Cassazione civile sez. I, 23/07/2019, (ud. 28/06/2019, dep. 23/07/2019), n.19866

LA CORTE SUPREMA DI CASSAZIONE

SEZIONE PRIMA CIVILE

Composta dagli Ill.mi Sigg.ri Magistrati:

Dott. DIDONE Antonio – Presidente –

Dott. MELONI Marina – Consigliere –

Dott. IOFRIDA Giulia – Consigliere –

Dott. TERRUSI Francesco – Consigliere –

Dott. LAMORGESE Antonio Pietro – rel. Consigliere –

ha pronunciato la seguente:

ORDINANZA

sul ricorso 29666/2018 proposto da:

R.A., rappresentato dall’avv. Nicola Viscanti;

– ricorrente –

contro

Ministero dell’interno;

– intimato –

avverso la sentenza n. 227/2018 della CORTE D’APPELLO di POTENZA,

depositata il 24/04/2018;

udita la relazione della causa svolta nella Camera di consiglio del

28/06/2019 dal Dott. LAMORGESE ANTONIO PIETRO.

Fatto

RILEVATO

che:

R.A., cittadino del Pakistan, ha proposto ricorso per cassazione avverso la sentenza della Corte d’appello di Potenza, in data 24 aprile 2018, che ha rigettato il gravame avverso l’impugnata sentenza di rigetto della sua domanda di protezione internazionale e umanitaria (egli aveva riferito di essere stato minacciato dal padre della sua compagna che non condivideva la loro unione).

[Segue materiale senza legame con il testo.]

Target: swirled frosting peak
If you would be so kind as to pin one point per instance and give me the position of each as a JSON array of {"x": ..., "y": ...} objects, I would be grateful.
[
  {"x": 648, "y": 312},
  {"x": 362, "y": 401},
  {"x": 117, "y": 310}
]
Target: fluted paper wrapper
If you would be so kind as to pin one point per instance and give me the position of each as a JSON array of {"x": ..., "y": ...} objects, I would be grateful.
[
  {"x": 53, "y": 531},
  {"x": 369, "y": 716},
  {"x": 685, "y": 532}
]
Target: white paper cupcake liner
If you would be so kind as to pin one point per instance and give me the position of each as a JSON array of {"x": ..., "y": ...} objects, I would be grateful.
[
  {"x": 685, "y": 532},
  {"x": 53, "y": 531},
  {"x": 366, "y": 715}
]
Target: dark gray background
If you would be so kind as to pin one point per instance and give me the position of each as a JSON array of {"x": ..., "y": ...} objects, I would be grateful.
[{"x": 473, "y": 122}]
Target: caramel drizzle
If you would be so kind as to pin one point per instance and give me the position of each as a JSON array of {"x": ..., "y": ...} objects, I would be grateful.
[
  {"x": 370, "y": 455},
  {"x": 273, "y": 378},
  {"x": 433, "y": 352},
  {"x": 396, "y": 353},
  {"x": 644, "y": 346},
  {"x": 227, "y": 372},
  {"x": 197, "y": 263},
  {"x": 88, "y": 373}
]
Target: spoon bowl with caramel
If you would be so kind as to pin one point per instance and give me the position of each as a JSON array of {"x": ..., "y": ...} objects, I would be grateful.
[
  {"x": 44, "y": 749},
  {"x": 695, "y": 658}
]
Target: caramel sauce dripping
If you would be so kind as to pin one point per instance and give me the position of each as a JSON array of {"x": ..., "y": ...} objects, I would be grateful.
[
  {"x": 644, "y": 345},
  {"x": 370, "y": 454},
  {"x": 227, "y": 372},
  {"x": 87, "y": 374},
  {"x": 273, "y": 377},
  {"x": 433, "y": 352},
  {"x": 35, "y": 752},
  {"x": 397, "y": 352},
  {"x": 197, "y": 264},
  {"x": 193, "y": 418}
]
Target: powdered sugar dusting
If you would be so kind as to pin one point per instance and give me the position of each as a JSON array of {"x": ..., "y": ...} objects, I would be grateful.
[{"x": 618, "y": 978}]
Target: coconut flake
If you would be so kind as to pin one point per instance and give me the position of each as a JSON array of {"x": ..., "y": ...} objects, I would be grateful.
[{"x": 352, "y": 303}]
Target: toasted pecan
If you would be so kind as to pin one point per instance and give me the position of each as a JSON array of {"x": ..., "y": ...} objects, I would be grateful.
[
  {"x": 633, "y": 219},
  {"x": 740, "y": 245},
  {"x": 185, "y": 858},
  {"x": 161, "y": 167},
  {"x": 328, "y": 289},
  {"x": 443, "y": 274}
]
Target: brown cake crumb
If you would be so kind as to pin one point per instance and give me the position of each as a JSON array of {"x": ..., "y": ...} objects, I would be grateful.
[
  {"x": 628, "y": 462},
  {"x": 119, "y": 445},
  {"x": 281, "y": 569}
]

Il Ministero dell’interno non ha svolto difese.

Diritto

CONSIDERATO

che:

Il primo motivo denuncia genericamente, a norma dell’art. 360 c.p.c., n. 5, mancato riscontro della domanda di protezione sulla base delle informazioni disponibili sul paese di provenienza e violazione della Convenzione di Ginevra e del Protocollo di New York, senza indicare specificamente quali sarebbero le fonti informative omesse e quali il loro contenuto decisivo, risultando inammissibile per difetto di specificità.

Il secondo e terzo motivo denunciano del tutto genericamente violazione di legge per il mancato riconoscimento delle protezioni richieste, risolvendosi in una richiesta di rivisitazione di incensurabili apprezzamenti di fatto, in ordine alla concreta verifica di atti persecutori e di danno grave.

Il quarto motivo denuncia violazione del D.Lgs. n. 286 del 1998, art. 19, che vieta l’espulsione o il rimpatrio di coloro che nel proprio paese possono essere oggetto di persecuzioni, essendo egli integrato nel tessuto sociale italiano. Il suddetto motivo è inammissibile sia in relazione al denunciato pericolo di subire un ordine di espulsione, che non risulta esservi stato e rispetto al quale l’interessato potrebbe invocare tutela nella sede opportuna, sia se riferito alla richiesta di protezione umanitaria, in quanto diretto a sollecitare un diverso apprezzamento dei fatti di causa e, in definitiva, un diverso esito decisorio nel merito.

Non si deve provvedere sulle spese, non avendo il Ministero svolto difese.

Il versamento dell’ulteriore importo a titolo di contributo unificato, ai sensi del D.P.R. n. 115 del 2002, art. 13, comma 1 quater, ha natura di obbligazione tributaria ex lege che deriva dal rigetto, dalla dichiarazione di improcedibilità o di inammissibilità dell’impugnazione con la conseguenza che il relativo provvedimento della Corte di Cassazione ha natura meramente ricognitiva, essendo irrilevante l’eventuale ammissione della parte al patrocinio a spese dello Stato, trattandosi di circostanza che preclude l’esperimento di un’azione di recupero e consistendo l’esecuzione del provvedimento giurisdizionale nella mera annotazione, a cura della cancelleria, dell’importo nel foglio notizie e nel registro di cui al D.P.R. n. 115 del 2002, artt. 280 e 161 (Cass. n. 9660 del 2019).

PQM

La Corte dichiara il ricorso inammissibile.

Ai sensi del D.P.R. n. 115 del 2002, art. 13, comma 1 quater, dà atto della sussistenza dei presupposti per il versamento, da parte del ricorrente, dell’ulteriore importo a titolo di contributo unificato pari a quello dovuto per il ricorso.

Così deciso in Roma, il 28 giugno 2019.